The Konyak Union, representing the dominant Naga tribe  in the Mon district say  some labourers were returning home to Oting village in a pick-up van from a coal mine in Tiru area 15 km away.

The labourers come home every Saturday from the mine, spend Sunday with their families and return to work on Monday. This has been a routine for a long time. 

How can the troops in the ambush then open such heavy fire without confirmation of target ?   And during the two phases of firing , first when the troops fired on who they believed were insurgents and then to quell public anger over the firings, there seems to be no element of fire control.
An Army officer has been quoted by “The Hindu” as saying  the troops fired at the vehicle instinctively. In counter-insurgency operations , it is expected troops will fire judiciously rather than instinctively to avoid collateral damage because these are operations within the country and not against a foreign enemy.
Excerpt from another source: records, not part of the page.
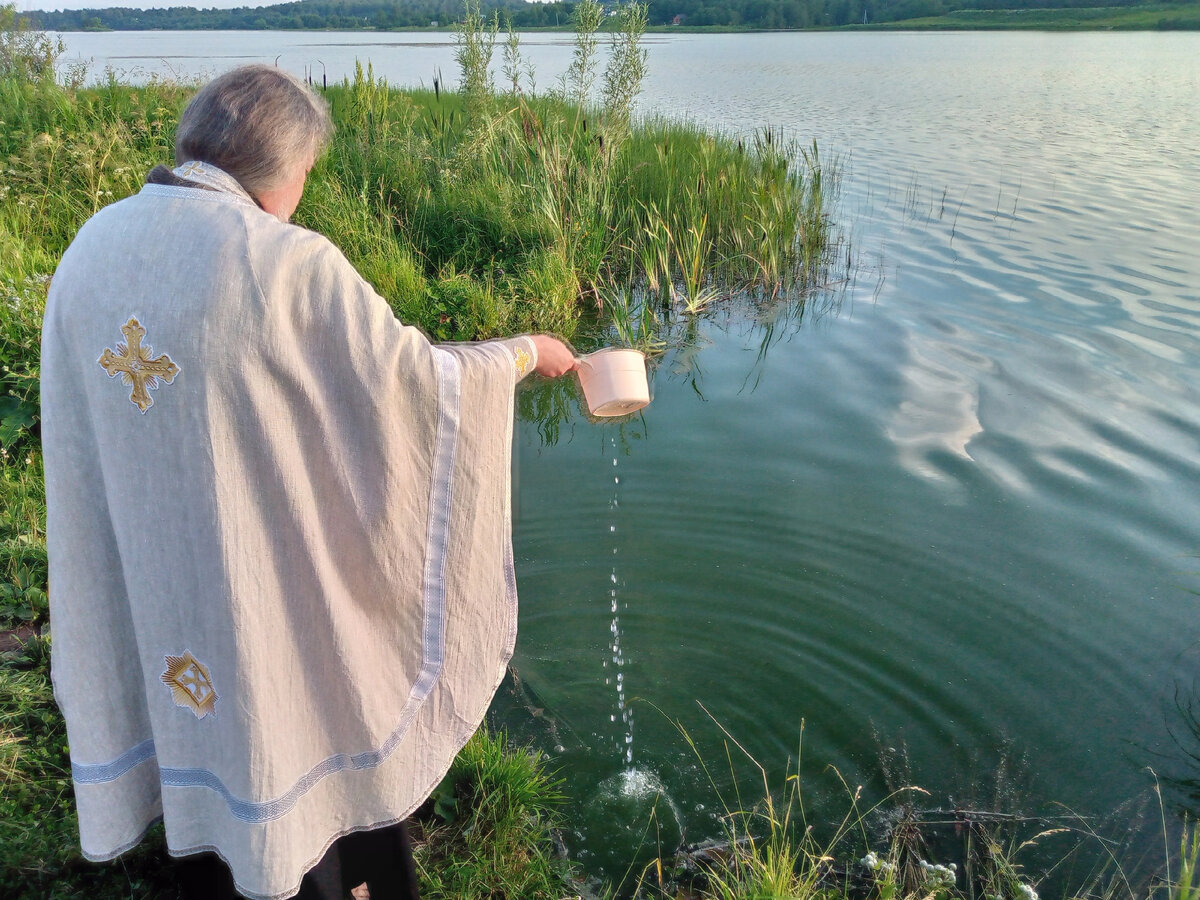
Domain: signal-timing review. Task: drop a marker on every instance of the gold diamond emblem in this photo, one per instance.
(190, 684)
(522, 360)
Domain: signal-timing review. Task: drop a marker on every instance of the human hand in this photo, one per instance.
(555, 358)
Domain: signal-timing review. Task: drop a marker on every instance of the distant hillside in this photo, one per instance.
(353, 15)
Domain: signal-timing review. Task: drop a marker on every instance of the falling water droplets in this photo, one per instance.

Rebel groups like the NSCN and ULFA have blamed the killings on the ‘culture of impunity” they say has followed from the Armed Forces Special Powers Act or AFSPA. Critics of AFSPA in the northeast and the country’s human rights community have long called for repeal of AFSPA. It is time for phasing out this controversial legislation if not repeal it in one go, to avoid gross misuse of Powers. 
Successful counter-insurgency is based on a friendly connect between the forces to the host community , which helps generate accurate intelligence, rather than on outdated concepts of ‘area domination. AFSPA, many allege, encourages lazy soldiering and distances the force from the host community . That must change.